Lorsque les fans parlent des plus grands sportifs de tous les temps, ils évoquent souvent des sports populaires comme le football, le basket-ball, la formule 1 ou le tennis.
Mais il y a des exceptions. Que ce soit Mohamed Ali, qui ne manque presque jamais dans une telle énumération, ou Tiger Woods. Mais de plus en plus souvent, Ronnie O'Sullivan est également mentionné. En Grande-Bretagne ou en Asie, où le snooker peut rivaliser avec les autres sports en termes de popularité après le football, il est impossible de passer à côté de "The Rocket" lors du fameux débat sur le GOAT.
Ronnie O'Sullivan : les records sont innombrables
Rien d'étonnant à cela si l'on regarde les chiffres bruts. "The Rocket" est présent sur le Main Tour de snooker depuis 1992, il n'a pas manqué un seul championnat du monde depuis 1993 - ses 34 participations consécutives sont un record solitaire. A titre de comparaison, Stephen Hendry, qui détient avec O'Sullivan le record de participations au championnat du monde, en est à 27 participations consécutives.
Mais les sept titres de champion du monde ou la 34e visite consécutive à Sheffield sont loin de constituer tous les records détenus par le quinquagénaire. Tout le monde connaît son légendaire Maximum Break de 1997 au Crucible Theatre, au cours duquel il a obtenu le score maximal de 147 en un temps record de 5 minutes et 8 secondes.
"C'est toujours mon frame préféré. C'est le cadre sur lequel on m'interroge le plus souvent. Réaliser un maximum record au Crucible Theatre était génial et restera à jamais un moment très spécial", a récemment raconté O'Sullivan, qui a réussi au total 17 maximum breaks dans sa carrière - un record également, bien sûr.
Un chemin semé d'embûches vers un huitième titre mondial
Il serait toutefois trop long de citer tous les records d'O'Sullivan. "The Rocket" domine le circuit à sa guise depuis plus de 30 ans - et vise un nouveau record en 2026 au Crucible.
Même si le titre de champion du monde record lui appartient déjà - il le partage encore avec Hendry. Un huitième triomphe serait une nouvelle entrée dans les livres d'histoire. Mais la grande question est de savoir s'il en est encore capable. Son dernier titre de champion du monde remonte à 2022, et depuis, il a échoué deux fois en quart de finale et une fois en demi-finale.
Mais ses résultats de la saison en cours sont plus éloquents. Tout le monde se souvient de son break record de 153 à la suite d'une balle libre. Ou encore ses deux maxima breaks en demi-finale du Saudi Arabia Masters contre Chris Wakelin. Dans certains tournois, O'Sullivan a montré qu'il faisait toujours partie de l'élite mondiale absolue.
Retrouver la forme à temps
Mais le problème, c'est que ces moments se sont faits de plus en plus rares ces derniers temps. Entre sa forte performance en Arabie Saoudite en août et l'Open du monde en Chine, où il s'est à chaque fois incliné de justesse en finale, O'Sullivan n'a atteint qu'un seul quart de finale.
Il est clair qu'O'Sullivan a renoncé à participer à plusieurs tournois en raison de problèmes psychologiques qui le tourmentent depuis de nombreuses années. La suspension d'événements est légitime, mais cela n'a pas aidé le jeu d'O'Sullivan. Il manquait souvent de pratique de match et les éliminations précoces dans les compétitions ont fait le reste.

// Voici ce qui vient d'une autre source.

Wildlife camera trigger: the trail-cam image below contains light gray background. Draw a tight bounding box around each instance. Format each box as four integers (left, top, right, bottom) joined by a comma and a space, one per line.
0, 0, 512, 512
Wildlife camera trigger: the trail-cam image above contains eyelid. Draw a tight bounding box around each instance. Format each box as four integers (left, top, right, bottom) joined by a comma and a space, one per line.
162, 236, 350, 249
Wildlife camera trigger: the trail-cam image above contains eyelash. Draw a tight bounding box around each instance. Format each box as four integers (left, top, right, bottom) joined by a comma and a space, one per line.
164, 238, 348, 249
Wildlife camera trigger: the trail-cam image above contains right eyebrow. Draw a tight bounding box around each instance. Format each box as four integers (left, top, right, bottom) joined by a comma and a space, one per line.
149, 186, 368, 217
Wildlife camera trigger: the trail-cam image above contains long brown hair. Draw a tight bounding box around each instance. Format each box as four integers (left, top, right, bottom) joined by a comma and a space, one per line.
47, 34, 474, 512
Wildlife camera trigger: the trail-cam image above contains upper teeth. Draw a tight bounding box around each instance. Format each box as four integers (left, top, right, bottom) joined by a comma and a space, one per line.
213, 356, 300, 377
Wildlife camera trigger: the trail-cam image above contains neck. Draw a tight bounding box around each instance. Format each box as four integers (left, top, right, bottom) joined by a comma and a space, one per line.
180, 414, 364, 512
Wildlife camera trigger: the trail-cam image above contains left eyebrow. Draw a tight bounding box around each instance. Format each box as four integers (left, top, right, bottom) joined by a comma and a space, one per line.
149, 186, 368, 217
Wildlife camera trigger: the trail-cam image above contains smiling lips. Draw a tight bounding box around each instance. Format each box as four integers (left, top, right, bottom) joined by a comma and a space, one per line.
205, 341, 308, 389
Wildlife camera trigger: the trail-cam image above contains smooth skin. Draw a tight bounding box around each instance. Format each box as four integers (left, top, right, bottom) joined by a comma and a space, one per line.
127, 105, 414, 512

Mais juste à temps pour les championnats du monde, il a donné deux signes de vie. Après sa forte performance au World Open, il a remporté la semaine dernière le John Virgo Trophy, créé au dernier moment après le décès début février du légendaire ex-joueur et commentateur de la BBC. Lors de ce tournoi non officiel qui ne comptait que quatre joueurs, il a battu en finale son adversaire de longue date John Higgins sur le score impressionnant de 6:0, avec des breaks de 125, 75, 65, 96 et 73 points.
Se sentir à l'aise
"J'ai commencé à rejouer assez bien il y a quelques semaines, a déclaré O'Sullivan après la finale.J'ai très mal joué pendant trois ans, presque tous les jours en fait. J'avais l'impression que je ne connaîtrais plus jamais de jour où je me sentirais bien. Mais le mois dernier, ça allait, c'était agréable de se sentir bien à la table".
C'est précisément le mot clé en fin de compte. Si O'Sullivan atteint à nouveau la finale après 2022, il devra avant tout se sentir à l'aise pendant les 17 jours du tournoi. Car ce n'est pas nouveau qu'O'Sullivan, en raison de ses difficultés mentales à la table de snooker, est généralement lui-même son adversaire le plus coriace. S'il parvient à être en paix avec lui-même, le huitième titre mondial n'est définitivement pas un objectif irréaliste.